A group of NHS hospitals in London are in discussions to use a new non-invasive prenatal test for Down’s Syndrome that has been proven to be more accurate than other forms of testing for the condition.
The non-invasive prenatal test (NIPT), which involves taking blood from the mother, is around 99% accurate in detecting whether the baby is likely to have the condition.
“This test offers expectant mothers greater accuracy in detecting Down’s Syndrome and reduces the anxiety… associated with an invasive test”
Conventional “combined tests” offered by the NHS, involving an ultrasound scan and blood test to calculate the risk of Down’s Syndrome, have an accuracy rate of between 84% and 90%.
The NIPT allows the baby’s genetic profile to be screened from the blood sample, due to a recent discovery that a developing foetus’ DNA circulates in its mother’s blood.
The improved accuracy, compared to the traditional testing, means it is less likely that mothers will be wrongly diagnosed as carrying a child with a high risk of developing Down’s Syndrome.
“We are delighted to be the first laboratory in the country to offer this service to NHS hospitals”
This means the NIPT is also safer because in high risk cases, mothers are currently required to go on to have an invasive test to confirm whether the baby has Down’s Syndrome. This involves putting a needle into the womb, a procedure which has a 0.5% chance of causing a miscarriage.
NIPT analysis is being offered to a “handful” of hospital maternity units in the North Thames region by Great Ormond Street Hospital Foundation Trust, which developed the test at its laboratory.
It is expected that the test will be provided by trusts in addition to the conventional combined testing carried out by the NHS as standard.
Lucy Jenkins is interim director of the North East Thames Regional Genetics Service Laboratory at Great Ormond Street, which is only NHS laboratory in the UK with the ability to carry out NIPT analysis.
She said: “This test offers expectant mothers greater accuracy in detecting Down’s Syndrome and reduces the anxiety and risk associated with an invasive test.

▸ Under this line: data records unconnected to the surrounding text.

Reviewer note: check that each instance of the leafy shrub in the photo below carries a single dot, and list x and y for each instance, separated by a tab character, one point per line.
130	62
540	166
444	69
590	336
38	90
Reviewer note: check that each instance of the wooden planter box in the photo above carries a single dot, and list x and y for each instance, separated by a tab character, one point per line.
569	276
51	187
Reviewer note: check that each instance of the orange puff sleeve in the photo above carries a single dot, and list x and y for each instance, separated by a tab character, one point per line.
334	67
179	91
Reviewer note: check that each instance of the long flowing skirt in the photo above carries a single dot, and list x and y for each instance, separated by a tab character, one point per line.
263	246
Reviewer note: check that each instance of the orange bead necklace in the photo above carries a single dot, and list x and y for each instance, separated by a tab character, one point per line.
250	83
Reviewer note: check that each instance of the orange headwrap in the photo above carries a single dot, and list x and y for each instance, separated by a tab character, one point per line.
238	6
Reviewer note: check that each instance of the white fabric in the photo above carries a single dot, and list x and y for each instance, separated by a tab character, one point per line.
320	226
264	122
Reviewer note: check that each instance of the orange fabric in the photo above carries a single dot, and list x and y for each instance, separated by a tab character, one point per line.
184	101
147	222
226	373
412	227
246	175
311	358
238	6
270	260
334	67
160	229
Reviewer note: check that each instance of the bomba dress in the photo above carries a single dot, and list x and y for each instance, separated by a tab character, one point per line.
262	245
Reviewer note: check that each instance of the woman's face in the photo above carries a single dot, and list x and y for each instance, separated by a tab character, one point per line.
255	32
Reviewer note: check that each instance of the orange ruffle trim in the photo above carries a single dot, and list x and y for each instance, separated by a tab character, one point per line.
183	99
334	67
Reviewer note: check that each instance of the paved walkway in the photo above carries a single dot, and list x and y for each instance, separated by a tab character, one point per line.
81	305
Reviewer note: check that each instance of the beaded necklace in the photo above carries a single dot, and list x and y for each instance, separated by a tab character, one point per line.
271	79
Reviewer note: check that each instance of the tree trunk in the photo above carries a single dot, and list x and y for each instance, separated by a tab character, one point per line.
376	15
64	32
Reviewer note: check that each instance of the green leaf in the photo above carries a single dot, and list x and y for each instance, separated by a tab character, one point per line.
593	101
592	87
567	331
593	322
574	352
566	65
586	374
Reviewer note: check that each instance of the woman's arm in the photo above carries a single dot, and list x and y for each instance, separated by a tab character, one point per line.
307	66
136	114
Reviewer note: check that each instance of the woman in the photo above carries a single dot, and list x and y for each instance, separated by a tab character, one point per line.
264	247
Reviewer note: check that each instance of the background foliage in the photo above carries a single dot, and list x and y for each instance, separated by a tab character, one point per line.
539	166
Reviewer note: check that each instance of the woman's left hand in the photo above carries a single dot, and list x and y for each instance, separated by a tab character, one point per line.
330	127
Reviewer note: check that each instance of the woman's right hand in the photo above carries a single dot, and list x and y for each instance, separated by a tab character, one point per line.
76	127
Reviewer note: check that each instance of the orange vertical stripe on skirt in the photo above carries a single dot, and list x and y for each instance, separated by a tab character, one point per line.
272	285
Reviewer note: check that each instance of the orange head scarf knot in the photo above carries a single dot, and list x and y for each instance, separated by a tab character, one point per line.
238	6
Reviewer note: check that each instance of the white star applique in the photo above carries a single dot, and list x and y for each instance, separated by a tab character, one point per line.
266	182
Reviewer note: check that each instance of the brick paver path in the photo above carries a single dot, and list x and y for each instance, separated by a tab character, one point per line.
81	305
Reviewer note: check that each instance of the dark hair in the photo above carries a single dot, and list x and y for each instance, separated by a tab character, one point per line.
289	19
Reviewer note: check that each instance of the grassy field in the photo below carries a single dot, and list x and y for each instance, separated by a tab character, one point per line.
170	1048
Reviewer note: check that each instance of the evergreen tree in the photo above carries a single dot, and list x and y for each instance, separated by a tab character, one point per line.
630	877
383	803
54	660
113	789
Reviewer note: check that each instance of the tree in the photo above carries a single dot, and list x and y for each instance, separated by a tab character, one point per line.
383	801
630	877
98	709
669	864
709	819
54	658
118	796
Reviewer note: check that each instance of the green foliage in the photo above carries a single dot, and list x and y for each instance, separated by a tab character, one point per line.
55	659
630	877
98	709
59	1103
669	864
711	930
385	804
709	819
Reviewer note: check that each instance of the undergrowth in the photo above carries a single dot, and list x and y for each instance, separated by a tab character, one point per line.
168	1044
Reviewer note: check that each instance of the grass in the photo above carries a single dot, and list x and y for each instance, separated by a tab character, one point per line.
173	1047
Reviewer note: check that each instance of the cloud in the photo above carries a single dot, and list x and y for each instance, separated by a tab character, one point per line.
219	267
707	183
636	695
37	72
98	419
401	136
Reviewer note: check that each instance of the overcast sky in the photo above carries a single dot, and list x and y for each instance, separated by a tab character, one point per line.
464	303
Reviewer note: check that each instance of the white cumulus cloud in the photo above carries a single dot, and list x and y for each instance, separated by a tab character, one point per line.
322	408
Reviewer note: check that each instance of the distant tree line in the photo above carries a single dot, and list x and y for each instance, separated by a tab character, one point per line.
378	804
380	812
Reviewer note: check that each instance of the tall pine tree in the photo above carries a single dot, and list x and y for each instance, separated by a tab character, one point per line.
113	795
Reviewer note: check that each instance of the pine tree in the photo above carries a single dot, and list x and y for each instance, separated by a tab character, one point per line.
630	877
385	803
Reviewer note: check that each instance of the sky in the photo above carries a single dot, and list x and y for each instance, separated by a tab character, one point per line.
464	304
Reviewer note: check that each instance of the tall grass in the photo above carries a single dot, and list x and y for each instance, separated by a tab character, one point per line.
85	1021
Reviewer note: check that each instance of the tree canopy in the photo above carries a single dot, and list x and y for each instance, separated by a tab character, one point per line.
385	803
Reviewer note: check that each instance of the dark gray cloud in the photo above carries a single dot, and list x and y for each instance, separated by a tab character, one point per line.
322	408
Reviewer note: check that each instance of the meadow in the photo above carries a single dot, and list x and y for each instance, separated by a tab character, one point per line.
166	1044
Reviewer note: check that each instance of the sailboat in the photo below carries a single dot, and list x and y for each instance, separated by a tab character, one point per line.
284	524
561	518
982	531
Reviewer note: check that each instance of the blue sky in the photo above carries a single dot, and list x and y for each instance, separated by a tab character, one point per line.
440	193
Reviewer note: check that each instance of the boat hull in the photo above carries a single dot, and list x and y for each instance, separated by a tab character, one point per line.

“As with all prenatal testing, the NIPT is about providing women and their partners with knowledge and choices, and we are delighted to be the first laboratory in the country to offer this service to NHS hospitals,” she said.
A trial of the NIPT was completed in February as part of a study funded by the National Institute for Health Research looking into the effectiveness of its use within the NHS.
The results of this study will be available later in 2015 and will be submitted to the UK National Screening Committee, the body which sets the standards for antenatal screening in the NHS.